Pneumothorax: Tube drainage, chemical pleurodesis, or surgical repair. Mediastinal masses: Surgical resection for thymomas/teratomas; chemotherapy/radiation for lymphomas. Mediastinitis: Debridement, antibiotics, and drainage. Fibrosing mediastinitis: Steroids, surgery for vascular compression.

8. PROGNOSIS & COMPLICATIONS

Tension pneumothorax: Rapid mortality without intervention. Fibrosing mediastinitis: Progressive airway compression and SVC obstruction. Mediastinal masses: Malignant potential (e.g., thymic carcinoma) with poor prognosis if unresectable.

9. SPECIAL CONSIDERATIONS

Pregnancy: Avoid radiation; use ultrasound for imaging. Pediatrics: Congenital anomalies (e.g., bronchogenic cysts) are common. Elderly: Higher risk of iatrogenic pneumothorax from procedures.

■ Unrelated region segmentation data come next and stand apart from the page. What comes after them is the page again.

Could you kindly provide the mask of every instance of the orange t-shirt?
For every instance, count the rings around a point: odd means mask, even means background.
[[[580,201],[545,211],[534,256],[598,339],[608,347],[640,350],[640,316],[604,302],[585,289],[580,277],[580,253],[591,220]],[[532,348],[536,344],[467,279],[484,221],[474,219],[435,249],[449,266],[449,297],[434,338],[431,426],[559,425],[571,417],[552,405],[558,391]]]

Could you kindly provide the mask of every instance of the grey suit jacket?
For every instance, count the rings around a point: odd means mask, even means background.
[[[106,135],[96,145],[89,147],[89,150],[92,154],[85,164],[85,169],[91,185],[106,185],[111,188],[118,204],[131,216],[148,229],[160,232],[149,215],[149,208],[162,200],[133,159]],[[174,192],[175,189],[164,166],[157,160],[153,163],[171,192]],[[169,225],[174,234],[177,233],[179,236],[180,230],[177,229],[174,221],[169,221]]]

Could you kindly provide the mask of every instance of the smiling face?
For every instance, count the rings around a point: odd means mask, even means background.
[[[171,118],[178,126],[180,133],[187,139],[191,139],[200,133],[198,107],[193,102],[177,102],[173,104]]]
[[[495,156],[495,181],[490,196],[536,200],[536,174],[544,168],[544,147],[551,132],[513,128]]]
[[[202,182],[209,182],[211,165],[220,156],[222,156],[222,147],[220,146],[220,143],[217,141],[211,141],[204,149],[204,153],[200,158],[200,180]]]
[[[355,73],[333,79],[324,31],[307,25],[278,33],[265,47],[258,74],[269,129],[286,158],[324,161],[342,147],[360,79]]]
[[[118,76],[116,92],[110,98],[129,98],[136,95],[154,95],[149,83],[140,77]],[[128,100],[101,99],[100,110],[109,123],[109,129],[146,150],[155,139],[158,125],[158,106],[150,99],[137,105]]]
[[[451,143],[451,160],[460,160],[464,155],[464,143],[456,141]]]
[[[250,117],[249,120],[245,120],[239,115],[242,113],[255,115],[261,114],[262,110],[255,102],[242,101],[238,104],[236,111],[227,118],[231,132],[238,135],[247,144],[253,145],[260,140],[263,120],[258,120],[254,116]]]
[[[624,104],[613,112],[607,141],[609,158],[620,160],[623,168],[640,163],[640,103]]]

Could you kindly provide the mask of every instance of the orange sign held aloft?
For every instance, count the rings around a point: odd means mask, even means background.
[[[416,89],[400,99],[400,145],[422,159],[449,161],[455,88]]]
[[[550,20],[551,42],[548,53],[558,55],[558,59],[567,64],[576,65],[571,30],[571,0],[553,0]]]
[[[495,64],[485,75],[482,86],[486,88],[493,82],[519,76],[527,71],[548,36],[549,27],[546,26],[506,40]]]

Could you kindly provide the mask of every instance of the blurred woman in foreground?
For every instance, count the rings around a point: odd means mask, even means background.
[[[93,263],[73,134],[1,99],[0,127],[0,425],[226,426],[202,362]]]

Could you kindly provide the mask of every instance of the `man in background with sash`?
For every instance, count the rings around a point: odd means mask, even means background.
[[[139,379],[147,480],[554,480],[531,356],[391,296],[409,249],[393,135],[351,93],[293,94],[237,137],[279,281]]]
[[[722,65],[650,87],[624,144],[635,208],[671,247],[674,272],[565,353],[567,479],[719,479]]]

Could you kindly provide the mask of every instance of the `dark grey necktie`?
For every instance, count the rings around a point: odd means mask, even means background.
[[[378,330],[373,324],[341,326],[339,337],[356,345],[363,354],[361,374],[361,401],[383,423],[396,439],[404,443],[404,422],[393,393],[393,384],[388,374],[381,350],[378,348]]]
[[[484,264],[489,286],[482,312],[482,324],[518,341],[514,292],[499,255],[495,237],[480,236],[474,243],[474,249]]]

10. KEY POINTS & CLINICAL PEARLS

  • Tension pneumothorax is a surgical emergency requiring immediate decompression.
  • CT is essential for mediastinal mass characterization.
  • Fibrosing mediastinitis is a chronic, progressive condition with fibrotic complications.
  • Mediastinal masses require multidisciplinary evaluation for optimal management.
  • Acute mediastinitis has high mortality despite aggressive treatment.